With Anderson hitting fifth, he doesn’t have to worry about whether to take a pitch in case Villar attempts to steal.
“There's a lineup optimizer,” Mattingly said. “It tells you the combination of guys, it doesn't really tell you where to hit them. You have a pretty good idea of where that is. It doesn't really change much by moving a guy from two to three, or three to four.”
In his career, Ureña is 21-13 with a 4.78 ERA on the road and 11-30 with a 4.38 ERA at home. Last year, López had a 3.39 ERA at home compared to a 7.36 ERA away from Miami. Those are some basic numbers, and more goes into how the rotation was set. But the numbers play a factor to some degree.
Defensively, the Marlins are relying on the metrics to help set the infield. In Friday’s 5-2 win against the Phillies at Citizens Bank Park, they shifted on 13 batters, which was tied for the 12th-most shifts of all MLB teams, according to FanGraphs.
“With Dan and his guys, they give you great information,” Mattingly said. “There's a lot of good stuff out there.

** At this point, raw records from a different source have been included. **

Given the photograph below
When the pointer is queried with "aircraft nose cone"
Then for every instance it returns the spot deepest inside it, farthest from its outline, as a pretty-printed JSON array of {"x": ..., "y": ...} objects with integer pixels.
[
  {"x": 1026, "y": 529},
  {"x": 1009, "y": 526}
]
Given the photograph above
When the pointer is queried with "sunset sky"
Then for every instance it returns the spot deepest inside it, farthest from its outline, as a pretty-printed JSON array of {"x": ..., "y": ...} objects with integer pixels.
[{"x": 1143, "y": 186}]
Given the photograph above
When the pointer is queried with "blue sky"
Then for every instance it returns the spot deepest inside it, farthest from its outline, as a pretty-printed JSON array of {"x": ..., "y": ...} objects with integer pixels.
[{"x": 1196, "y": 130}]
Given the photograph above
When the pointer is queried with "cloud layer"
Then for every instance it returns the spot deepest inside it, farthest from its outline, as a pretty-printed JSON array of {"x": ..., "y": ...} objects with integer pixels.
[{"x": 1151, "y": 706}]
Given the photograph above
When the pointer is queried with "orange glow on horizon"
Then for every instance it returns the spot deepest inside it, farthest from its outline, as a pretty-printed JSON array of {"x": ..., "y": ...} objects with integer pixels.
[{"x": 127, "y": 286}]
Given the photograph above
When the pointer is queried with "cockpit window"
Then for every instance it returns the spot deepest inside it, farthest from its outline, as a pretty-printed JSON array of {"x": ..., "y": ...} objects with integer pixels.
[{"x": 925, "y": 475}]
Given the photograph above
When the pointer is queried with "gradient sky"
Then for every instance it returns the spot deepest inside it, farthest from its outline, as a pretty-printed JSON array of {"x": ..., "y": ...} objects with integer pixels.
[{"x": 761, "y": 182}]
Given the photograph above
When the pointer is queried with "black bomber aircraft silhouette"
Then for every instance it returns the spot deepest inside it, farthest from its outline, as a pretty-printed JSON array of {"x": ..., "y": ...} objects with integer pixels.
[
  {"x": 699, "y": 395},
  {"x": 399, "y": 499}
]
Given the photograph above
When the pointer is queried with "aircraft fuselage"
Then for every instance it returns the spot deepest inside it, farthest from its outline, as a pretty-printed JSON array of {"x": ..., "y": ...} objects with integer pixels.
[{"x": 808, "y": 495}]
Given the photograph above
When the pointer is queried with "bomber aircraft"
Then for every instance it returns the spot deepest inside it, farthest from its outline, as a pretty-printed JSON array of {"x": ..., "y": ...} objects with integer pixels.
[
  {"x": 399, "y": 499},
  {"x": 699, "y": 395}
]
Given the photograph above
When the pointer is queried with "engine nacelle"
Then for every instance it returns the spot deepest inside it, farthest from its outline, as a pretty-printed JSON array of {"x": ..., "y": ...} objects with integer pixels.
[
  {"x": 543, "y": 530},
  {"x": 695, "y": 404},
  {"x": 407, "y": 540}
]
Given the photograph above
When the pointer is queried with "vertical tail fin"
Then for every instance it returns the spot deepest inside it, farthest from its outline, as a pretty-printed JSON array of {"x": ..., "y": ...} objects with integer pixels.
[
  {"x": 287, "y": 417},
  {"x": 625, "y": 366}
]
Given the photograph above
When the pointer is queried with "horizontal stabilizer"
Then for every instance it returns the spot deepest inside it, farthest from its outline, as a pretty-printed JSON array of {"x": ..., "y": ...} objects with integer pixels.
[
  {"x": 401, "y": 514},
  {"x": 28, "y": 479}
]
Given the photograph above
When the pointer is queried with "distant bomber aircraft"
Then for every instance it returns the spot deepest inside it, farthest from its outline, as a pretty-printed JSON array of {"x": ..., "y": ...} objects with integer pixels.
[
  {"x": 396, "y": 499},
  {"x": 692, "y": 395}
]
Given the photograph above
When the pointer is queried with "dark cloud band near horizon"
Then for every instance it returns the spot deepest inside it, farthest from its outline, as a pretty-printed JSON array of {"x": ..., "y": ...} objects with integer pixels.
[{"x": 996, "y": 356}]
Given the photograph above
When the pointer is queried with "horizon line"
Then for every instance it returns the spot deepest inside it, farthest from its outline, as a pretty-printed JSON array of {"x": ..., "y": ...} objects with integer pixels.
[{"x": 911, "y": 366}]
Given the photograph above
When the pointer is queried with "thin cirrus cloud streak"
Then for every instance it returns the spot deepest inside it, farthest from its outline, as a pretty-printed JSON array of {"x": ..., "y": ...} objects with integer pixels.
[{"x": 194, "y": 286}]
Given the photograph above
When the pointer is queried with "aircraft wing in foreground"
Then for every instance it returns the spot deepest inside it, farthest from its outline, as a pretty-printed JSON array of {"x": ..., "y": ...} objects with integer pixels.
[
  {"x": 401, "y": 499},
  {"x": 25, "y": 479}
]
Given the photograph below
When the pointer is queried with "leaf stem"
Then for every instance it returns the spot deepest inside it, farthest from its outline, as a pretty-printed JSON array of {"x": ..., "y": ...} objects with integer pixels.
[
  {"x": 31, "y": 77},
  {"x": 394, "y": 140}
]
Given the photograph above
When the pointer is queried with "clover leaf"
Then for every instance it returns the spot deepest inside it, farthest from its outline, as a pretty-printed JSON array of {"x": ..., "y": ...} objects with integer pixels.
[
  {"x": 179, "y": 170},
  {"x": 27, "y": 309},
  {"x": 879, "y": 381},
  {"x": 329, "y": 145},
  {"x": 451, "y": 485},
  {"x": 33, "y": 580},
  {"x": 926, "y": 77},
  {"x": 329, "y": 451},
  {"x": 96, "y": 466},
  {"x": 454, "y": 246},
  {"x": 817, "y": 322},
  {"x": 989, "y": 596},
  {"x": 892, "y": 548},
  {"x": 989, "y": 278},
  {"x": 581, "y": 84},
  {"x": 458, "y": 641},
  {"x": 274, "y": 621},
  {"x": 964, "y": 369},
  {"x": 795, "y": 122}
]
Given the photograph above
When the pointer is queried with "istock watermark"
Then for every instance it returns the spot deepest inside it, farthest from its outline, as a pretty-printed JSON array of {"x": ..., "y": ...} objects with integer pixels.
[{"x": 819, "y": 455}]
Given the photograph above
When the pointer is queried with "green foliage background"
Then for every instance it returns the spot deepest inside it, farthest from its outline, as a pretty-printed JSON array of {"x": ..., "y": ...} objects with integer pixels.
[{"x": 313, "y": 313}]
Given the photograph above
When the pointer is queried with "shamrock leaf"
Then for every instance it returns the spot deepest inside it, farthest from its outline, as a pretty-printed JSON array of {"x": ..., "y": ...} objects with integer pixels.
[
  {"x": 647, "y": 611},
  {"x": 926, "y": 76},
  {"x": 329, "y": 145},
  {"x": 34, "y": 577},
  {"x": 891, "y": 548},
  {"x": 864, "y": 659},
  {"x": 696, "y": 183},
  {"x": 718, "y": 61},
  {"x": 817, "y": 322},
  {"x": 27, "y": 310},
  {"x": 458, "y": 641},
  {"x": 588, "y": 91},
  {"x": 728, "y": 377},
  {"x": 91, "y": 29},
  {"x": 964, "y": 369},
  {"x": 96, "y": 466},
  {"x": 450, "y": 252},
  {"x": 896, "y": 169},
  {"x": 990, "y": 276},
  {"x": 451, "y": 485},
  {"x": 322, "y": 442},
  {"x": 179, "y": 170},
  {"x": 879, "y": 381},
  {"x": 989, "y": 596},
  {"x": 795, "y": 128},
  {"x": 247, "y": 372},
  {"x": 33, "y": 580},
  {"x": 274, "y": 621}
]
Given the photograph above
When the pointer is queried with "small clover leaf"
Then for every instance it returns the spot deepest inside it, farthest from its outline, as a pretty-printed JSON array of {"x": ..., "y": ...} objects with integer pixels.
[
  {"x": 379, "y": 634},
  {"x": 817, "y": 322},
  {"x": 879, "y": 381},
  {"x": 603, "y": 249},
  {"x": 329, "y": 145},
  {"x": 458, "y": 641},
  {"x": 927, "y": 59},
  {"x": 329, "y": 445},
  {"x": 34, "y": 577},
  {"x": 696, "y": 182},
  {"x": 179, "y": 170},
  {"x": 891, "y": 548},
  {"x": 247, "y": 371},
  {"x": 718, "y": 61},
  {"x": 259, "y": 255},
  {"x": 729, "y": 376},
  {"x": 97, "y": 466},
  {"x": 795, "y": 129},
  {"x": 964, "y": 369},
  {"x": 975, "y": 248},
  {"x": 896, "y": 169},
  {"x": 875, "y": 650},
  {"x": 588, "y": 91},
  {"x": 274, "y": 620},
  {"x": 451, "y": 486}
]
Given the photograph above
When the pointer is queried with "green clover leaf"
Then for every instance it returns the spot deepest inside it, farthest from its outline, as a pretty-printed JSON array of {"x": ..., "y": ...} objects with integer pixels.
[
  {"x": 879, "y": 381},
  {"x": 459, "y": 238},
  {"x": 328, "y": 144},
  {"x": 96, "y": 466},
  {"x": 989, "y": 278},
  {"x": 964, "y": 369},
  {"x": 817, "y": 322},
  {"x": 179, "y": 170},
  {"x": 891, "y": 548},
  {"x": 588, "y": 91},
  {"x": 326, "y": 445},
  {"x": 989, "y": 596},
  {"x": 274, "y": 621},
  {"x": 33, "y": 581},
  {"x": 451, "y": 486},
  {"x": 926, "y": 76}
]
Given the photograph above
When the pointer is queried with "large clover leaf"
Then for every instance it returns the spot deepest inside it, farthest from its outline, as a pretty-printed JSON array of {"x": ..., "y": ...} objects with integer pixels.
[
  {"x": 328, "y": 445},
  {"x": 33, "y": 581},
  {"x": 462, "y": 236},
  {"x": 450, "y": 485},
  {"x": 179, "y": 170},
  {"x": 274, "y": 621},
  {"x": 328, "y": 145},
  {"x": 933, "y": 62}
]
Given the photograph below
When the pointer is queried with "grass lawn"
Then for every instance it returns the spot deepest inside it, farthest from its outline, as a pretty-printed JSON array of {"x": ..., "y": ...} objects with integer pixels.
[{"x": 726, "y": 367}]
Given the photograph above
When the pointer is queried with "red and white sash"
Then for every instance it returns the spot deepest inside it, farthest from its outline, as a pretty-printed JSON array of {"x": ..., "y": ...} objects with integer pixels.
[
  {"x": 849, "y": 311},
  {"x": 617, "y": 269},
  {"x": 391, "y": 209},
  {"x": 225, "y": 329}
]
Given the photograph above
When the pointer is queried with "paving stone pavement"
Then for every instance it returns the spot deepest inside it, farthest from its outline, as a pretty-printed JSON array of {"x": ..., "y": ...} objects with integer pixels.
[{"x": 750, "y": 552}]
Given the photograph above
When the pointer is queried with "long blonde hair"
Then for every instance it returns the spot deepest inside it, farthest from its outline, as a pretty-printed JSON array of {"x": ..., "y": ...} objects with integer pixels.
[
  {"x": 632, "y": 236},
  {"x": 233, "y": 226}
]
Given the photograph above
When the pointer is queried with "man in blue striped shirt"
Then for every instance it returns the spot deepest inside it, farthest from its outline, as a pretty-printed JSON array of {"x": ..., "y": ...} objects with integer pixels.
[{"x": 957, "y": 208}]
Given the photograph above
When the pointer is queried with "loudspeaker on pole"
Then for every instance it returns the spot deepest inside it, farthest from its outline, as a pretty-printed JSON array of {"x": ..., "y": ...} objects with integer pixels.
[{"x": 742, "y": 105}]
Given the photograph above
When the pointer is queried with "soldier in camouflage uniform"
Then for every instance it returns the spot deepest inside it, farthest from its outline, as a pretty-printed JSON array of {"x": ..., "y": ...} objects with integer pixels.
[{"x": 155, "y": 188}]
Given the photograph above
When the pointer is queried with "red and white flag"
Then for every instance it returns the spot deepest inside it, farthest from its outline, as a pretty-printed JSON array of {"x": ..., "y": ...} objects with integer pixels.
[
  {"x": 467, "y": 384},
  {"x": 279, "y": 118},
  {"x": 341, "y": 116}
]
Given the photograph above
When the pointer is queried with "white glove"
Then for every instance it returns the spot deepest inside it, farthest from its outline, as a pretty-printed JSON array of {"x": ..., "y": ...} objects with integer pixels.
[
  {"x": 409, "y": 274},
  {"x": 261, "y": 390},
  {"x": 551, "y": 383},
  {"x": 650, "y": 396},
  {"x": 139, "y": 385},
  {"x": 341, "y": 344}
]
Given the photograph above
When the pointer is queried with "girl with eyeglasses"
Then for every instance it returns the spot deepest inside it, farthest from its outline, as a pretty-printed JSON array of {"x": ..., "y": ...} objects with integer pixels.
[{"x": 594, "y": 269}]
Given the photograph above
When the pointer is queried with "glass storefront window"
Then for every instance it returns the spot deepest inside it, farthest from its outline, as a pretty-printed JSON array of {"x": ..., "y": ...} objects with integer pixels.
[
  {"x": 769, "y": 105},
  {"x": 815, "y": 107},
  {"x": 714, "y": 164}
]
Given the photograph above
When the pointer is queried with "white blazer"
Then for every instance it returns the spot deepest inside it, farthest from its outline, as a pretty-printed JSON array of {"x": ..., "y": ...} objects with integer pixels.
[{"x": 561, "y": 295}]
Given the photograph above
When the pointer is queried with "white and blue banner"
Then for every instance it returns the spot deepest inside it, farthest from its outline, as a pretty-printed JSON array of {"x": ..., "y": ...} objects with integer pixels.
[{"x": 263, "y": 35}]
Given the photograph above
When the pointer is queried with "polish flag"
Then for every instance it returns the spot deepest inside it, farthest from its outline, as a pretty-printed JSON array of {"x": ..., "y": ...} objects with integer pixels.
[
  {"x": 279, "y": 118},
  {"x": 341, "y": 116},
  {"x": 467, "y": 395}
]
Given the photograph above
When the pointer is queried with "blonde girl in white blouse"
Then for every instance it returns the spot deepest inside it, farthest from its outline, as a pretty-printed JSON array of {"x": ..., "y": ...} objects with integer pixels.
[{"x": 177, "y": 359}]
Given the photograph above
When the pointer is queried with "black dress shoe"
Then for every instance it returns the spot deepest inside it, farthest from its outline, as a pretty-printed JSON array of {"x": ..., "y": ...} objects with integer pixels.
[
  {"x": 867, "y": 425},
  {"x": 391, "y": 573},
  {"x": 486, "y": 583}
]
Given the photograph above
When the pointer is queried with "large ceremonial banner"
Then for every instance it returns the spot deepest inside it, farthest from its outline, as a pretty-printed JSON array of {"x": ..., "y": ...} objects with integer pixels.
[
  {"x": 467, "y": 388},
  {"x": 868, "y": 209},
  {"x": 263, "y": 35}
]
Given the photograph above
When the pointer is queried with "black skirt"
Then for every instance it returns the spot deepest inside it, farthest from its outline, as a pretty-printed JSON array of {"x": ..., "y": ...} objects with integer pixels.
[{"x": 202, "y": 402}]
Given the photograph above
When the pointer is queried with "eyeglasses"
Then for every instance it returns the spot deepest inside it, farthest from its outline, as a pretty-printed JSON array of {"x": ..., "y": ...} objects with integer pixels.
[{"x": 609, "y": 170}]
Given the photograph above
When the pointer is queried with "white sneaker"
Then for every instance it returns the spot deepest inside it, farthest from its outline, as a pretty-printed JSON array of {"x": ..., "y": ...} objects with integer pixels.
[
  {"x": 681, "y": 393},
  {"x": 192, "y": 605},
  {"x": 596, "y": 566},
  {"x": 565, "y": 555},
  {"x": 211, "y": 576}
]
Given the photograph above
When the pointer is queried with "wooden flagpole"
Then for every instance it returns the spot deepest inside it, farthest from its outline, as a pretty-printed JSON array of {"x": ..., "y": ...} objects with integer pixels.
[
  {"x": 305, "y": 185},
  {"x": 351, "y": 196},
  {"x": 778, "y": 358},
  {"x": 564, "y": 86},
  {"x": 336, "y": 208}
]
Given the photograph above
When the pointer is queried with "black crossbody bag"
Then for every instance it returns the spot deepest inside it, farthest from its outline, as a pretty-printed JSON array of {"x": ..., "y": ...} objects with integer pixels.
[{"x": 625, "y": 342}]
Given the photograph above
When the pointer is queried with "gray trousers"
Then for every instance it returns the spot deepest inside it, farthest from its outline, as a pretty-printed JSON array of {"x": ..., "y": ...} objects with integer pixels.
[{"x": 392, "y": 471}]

“I think the best thing about analytics and our guys is it's more of a presentation. It's more of a collaboration more than like one against the other. All of us are open to being the best team that we can be. Whatever that takes, and whatever that is.”
Plenty of bullpen options
With rosters at 30 for the first two weeks of the season, the Marlins are carrying 12 relievers. Normally, that high of a number isn’t seen until the September callup period.
“It definitely feels like September out there with how many of us there are,” right-hander Brad Boxberger said. “It’s the nature of the game right now, and it definitely gives us options at any point in the game. It’s going to kind of play out over the next week or so, and establish a couple of more roles.”
Even with that high number, Mattingly is pretty much settled on his primary back-end options, at least early in the season.
Boxberger’s advice to the rookies: “Just stay calm and do what got them here. They didn’t get here by accident. It’s a matter of going out and throwing strikes, and attacking every hitter at every chance they’re given.”
Cervelli started on Friday, with Wallach behind the plate on Saturday.
The emergency third catcher is Sean Rodríguez, who was in Philadelphia because he is part of the taxi squad.
On Monday, the Marlins likely will add another catcher to their taxi squad. The likely choice is Ryan Lavarnway, who is currently at the alternate training site in Jupiter, Fla.